Paul and Virginia is a 1910 American silent short drama produced by the Thanhouser Company. The film was adapted from Jacques-Henri Bernardin de Saint-Pierre' novel Paul et Virginie and features Frank H. Crane and Violet Heming as the title characters. The film follows two young lovers who grew up living on an island in the Indies. When Virginia is 16, her wealthy aunt in Paris offers to make Virginia her heir and educate her. With her mother's pleading, Virginia accepts and goes to France. Her aunt insists that she marry a rich nobleman, but Virginia refuses, is disowned and sent back home. The ship returns home in a hurricane and she drowns, with Paul nearly dying in a vain attempt to save her. Released on November 15, 1910, the film received mixed reviews in trade publications. The film was advertised with Pierre Auguste Cot's The Storm painting, said to have been inspired by the original novel. The title characters' costumes also appear to be based on Cot's painting. The film is presumed lost.

== Plot ==
Though the film is presumed lost, a synopsis survives in The Moving Picture World from November 19, 1910. It states: "Paul and Virginia are two young lovers who have grown up together from babyhood. Their widowed mothers lived near each other in rude cottages, on an island in the Indies, on which there are few inhabitants. Here the children are reared, knowing no play fellows but each other. When Virginia is 16 years of age, her mother receives a letter from a wealthy aunt in Paris, who offers to make Virginia her heir and give her a good education, providing Virginia will, in the future, make her aunt's home her own. Virginia's mother, having lost her own fortune through marrying against the will of her family, feels that she must not let her daughter suffer the poverty that she has been compelled to endure. She accordingly insists upon Virginia's acceptance of her wealthy relatives offer. Virginia thereupon sets sail for France, leaving Paul broken-hearted at her departure. Virginia tries to be a dutiful niece to her aunt, who is very old and sickly, although she longs to return to her humble home and Paul, whom she dearly loves. When, however, the aunt insists that she marry a rich nobleman, Virginia refuses; her aunt disowns the girl and sends her back to the island home. Virginia's ship arrives at the Indies during a hurricane, and although a cable's length from shore, it sinks before help can reach it, and Virginia is drowned. Paul witnesses her death from the shore, and almost loses his own life in a vain attempt to save her."

== Cast ==
- Violet Heming as Virginia
- Frank H. Crane as Paul

== Production ==
The writer of the scenario is unknown, but it was most likely Lloyd Lonergan. He was an experienced newspaperman employed by The New York Evening World while writing scripts for the Thanhouser productions. The scenario was adapted from Jacques-Henri Bernardin de Saint-Pierre's novel Paul et Virginie and the title is directly derived from the title.
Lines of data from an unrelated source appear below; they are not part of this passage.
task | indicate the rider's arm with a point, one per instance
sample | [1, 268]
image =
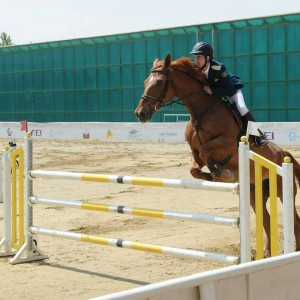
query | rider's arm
[223, 84]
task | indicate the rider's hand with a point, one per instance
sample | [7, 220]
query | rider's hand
[207, 89]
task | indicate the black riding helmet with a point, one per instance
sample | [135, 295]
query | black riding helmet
[204, 49]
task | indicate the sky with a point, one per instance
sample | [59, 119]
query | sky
[36, 21]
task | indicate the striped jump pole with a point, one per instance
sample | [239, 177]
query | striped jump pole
[286, 172]
[193, 254]
[29, 251]
[137, 211]
[145, 181]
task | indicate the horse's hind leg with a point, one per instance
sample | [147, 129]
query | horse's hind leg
[196, 165]
[266, 215]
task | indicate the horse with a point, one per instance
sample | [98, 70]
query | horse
[212, 132]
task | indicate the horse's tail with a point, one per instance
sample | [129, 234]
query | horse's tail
[296, 165]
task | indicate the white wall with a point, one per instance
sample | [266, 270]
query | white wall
[271, 278]
[280, 133]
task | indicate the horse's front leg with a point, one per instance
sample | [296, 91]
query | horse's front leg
[266, 215]
[215, 156]
[196, 165]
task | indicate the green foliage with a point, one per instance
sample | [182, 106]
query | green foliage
[5, 39]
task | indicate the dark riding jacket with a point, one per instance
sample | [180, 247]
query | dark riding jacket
[221, 82]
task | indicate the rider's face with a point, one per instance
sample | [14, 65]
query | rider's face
[199, 60]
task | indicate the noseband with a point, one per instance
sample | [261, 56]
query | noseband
[161, 98]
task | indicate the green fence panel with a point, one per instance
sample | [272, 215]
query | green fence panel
[126, 53]
[293, 37]
[90, 58]
[293, 66]
[102, 78]
[27, 61]
[57, 58]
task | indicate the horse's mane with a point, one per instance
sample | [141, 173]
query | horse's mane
[186, 65]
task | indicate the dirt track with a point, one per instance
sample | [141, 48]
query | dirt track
[81, 271]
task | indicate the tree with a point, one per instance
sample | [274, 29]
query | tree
[5, 39]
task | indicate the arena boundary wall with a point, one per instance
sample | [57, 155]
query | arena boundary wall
[24, 242]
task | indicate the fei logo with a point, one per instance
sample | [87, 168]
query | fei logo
[292, 136]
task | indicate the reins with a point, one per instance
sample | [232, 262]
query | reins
[161, 98]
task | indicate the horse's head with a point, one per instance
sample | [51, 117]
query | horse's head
[158, 90]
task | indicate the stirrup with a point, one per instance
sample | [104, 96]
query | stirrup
[260, 141]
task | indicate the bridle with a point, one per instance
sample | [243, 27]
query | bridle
[161, 98]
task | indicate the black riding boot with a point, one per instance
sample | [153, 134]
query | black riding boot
[261, 140]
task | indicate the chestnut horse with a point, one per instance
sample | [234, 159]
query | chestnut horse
[212, 132]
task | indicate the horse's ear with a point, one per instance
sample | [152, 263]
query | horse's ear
[155, 61]
[168, 60]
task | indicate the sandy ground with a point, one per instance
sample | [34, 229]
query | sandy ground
[77, 270]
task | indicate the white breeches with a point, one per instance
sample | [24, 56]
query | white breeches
[238, 99]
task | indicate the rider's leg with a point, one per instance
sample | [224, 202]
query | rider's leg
[246, 115]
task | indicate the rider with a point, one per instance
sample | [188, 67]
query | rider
[223, 84]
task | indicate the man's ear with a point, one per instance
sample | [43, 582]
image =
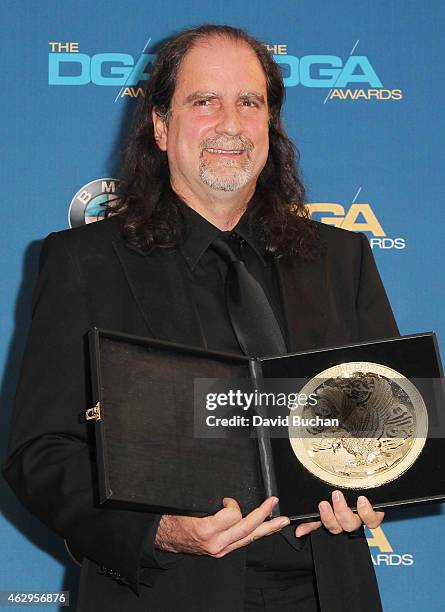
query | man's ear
[160, 130]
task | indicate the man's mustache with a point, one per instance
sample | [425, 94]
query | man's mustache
[238, 143]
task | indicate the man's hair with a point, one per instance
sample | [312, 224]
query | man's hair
[153, 212]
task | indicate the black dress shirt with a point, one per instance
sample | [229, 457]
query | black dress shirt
[206, 272]
[271, 560]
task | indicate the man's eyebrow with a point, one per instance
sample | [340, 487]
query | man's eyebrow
[253, 94]
[196, 95]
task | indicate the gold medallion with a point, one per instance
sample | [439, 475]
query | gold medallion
[368, 426]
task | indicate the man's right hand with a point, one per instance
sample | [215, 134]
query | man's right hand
[220, 533]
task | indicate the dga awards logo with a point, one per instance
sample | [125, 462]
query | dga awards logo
[353, 77]
[358, 217]
[89, 203]
[382, 552]
[348, 78]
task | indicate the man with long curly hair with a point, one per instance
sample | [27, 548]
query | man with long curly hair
[208, 160]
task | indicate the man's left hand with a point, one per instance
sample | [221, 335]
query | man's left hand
[339, 517]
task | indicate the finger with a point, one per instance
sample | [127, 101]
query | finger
[306, 528]
[265, 529]
[254, 519]
[368, 515]
[328, 517]
[347, 519]
[229, 515]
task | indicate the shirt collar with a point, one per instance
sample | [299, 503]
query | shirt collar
[201, 233]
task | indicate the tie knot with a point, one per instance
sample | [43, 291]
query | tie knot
[227, 247]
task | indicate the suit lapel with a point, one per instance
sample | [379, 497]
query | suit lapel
[156, 280]
[303, 287]
[303, 291]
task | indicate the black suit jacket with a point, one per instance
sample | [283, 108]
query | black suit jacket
[90, 277]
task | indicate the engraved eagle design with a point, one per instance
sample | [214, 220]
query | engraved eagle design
[373, 421]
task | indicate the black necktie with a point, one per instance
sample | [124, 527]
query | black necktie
[253, 320]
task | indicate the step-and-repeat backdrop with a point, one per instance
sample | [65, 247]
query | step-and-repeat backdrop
[364, 106]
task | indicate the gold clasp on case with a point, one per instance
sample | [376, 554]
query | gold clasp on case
[93, 413]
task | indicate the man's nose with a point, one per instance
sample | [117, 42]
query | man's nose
[229, 121]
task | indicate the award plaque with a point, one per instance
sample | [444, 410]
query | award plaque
[387, 401]
[371, 421]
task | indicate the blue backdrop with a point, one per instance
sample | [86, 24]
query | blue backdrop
[364, 105]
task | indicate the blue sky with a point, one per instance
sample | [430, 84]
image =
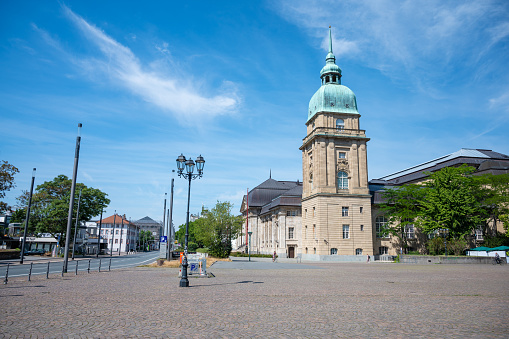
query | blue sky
[231, 80]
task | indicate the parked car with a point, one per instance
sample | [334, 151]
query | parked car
[35, 252]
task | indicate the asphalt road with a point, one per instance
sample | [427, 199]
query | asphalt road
[81, 264]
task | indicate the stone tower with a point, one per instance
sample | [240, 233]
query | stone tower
[336, 204]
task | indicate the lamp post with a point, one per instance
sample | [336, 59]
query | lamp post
[121, 230]
[71, 202]
[113, 232]
[99, 234]
[169, 242]
[249, 248]
[188, 165]
[76, 226]
[27, 218]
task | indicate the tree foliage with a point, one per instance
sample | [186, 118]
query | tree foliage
[50, 205]
[451, 199]
[7, 172]
[452, 202]
[401, 207]
[217, 229]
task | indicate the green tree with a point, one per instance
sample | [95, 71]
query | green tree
[145, 237]
[493, 191]
[50, 205]
[7, 172]
[452, 201]
[401, 208]
[217, 229]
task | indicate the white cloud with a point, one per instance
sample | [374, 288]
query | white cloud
[420, 41]
[163, 89]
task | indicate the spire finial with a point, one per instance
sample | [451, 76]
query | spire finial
[330, 40]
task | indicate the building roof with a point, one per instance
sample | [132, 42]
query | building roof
[471, 157]
[270, 189]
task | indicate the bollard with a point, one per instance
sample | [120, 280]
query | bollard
[30, 272]
[6, 274]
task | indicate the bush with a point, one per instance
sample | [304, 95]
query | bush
[456, 246]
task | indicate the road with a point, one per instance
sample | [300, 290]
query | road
[82, 264]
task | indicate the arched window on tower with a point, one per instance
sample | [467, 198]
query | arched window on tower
[342, 180]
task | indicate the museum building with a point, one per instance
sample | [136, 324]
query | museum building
[333, 213]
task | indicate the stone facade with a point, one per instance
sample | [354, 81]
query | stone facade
[334, 213]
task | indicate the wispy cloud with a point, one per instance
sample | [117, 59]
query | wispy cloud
[164, 88]
[419, 41]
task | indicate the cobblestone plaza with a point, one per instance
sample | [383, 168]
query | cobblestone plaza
[264, 300]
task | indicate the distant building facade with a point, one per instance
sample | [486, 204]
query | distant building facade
[154, 227]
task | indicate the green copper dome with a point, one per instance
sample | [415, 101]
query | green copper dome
[332, 96]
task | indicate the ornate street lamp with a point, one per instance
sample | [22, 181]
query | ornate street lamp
[188, 165]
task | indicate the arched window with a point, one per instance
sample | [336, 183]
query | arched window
[380, 223]
[342, 180]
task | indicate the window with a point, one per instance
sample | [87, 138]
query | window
[409, 231]
[342, 180]
[346, 232]
[344, 211]
[290, 233]
[380, 223]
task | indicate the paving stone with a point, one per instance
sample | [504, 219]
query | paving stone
[342, 300]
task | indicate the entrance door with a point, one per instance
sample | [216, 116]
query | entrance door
[291, 252]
It was translated into English in 1795 and it became very popular, but some editions rewrote the tragic ending into a happy one. The film director is unknown, but it may have been Barry O'Neil or Lucius J. Henderson. Cameramen employed by the company during this era included Blair Smith, Carl Louis Gregory, and Alfred H. Moses, Jr. though none are specifically credited as the role of the cameraman was uncredited in 1910 productions. The role of the cameraman was uncredited in 1910 productions. The only known cast credits are for the title roles. The other credits are unknown, but many 1910 Thanhouser productions are fragmentary. In late 1910, the Thanhouser company released a list of the important personalities in their films. The list includes G.W. Abbe, Justus D. Barnes, Frank H. Crane, Irene Crane, Marie Eline, Violet Heming, Martin J. Faust, Thomas Fortune, George Middleton, Grace Moore, John W. Noble, Anna Rosemond, Mrs. George Walters.
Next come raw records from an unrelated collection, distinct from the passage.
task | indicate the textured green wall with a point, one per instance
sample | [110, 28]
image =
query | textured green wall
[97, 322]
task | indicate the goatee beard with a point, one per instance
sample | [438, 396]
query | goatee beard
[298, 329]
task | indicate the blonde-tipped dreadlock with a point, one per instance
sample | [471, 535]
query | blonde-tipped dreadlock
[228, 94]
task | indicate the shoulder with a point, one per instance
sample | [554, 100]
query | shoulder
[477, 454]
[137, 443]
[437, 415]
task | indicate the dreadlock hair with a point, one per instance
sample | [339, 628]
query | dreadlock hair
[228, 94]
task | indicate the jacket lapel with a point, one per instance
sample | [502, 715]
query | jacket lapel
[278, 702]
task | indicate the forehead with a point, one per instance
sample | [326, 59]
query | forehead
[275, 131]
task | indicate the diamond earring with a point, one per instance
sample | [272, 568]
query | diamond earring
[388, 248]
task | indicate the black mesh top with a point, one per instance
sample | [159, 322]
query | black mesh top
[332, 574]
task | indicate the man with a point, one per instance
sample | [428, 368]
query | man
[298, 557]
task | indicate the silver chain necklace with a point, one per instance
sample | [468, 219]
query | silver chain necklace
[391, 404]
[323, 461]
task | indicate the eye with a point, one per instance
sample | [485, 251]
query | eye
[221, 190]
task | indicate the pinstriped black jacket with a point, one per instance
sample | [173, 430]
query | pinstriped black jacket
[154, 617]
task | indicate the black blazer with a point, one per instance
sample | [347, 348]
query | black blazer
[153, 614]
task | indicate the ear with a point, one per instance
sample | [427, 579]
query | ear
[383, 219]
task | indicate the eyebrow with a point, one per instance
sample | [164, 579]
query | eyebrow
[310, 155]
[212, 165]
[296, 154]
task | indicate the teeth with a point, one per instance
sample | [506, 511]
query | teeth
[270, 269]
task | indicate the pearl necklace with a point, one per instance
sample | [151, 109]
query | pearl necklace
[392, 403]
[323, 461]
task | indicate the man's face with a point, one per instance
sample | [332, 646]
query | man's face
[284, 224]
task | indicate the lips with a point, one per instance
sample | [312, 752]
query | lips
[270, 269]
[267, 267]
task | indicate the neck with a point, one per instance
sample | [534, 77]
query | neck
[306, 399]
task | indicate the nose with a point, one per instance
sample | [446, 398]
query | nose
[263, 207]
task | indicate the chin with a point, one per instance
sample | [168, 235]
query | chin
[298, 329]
The New York Dramatic Mirror review contained specific details about the costumes and the production of the film, allowing for a view into the lost film. Apparently, Frank H. Crane wore white tights that were bagged at the knees and elbows. Violet Heming wore white gauzy robes, likened to those of fictional fairy princess'. The French gentleman sported a "Prince Albert", referring to the double-breasted Frock coat, and a silk hat. This contrast in gown was unusual, and the other characters wore colonial clothing. The scene containing the tempest which shipwrecks Virginia was described as being ineffective, but reviews in the Mirror were known to be strongly slanted towards Edison Trust companies. This included acting as a spoiler for Ten Nights in a Bar Room to bolster another Licensed company.

==Release and reception ==
The single reel drama, approximately 1,000 feet long, was released on November 15, 1910. (Note: Some advertisements erroneously stated that the film would be released on November 14.) Thanhouser advertised the film with Pierre Auguste Cot's The Storm which is believed to have been inspired by Paul et Virginie. The film had a wide national release, with theaters advertising the film in Indiana, Pennsylvania, Kansas, Maryland, and Wisconsin.

Reviews were mixed in trade publications, with Paul's garb being cited as the weakest aspect by two different reviewers. Walton of The Moving Picture News, praised the film as a success, but did not provide any details as to why it was successful. The Moving Picture World provided a detailed review which praised the adaptation of the novel and found the staging and the acting to be clear and strong. The New York Dramatic Mirror review was negative, criticizing the garb, tempest scene, and describing the acting as lacking in feeling. The Nickelodeon, an uncommon source for Thanhouser reviews, was not fooled by Crane's outfit. The reviewer said, "It is usually good advice to tell a man to 'keep his shirt on,' but we decidedly advise the actor who played the part of Paul in this piece to take his shirt off the next time he essays the role of a child of nature whose costume consists principally of his own skin plus a few trimmings. Baggy underwear, where his skin ought to be, looks like the arch-fiend. ... The production was adequate up to the point of the tempest and shipwreck, which fell down deplorably. Better to have left it out all together. From here onward the photoplay adapters have departed from the original story, and maybe they were wise. Paul in his nude underwear would have spoiled Virginia's funeral." The film is presumed lost.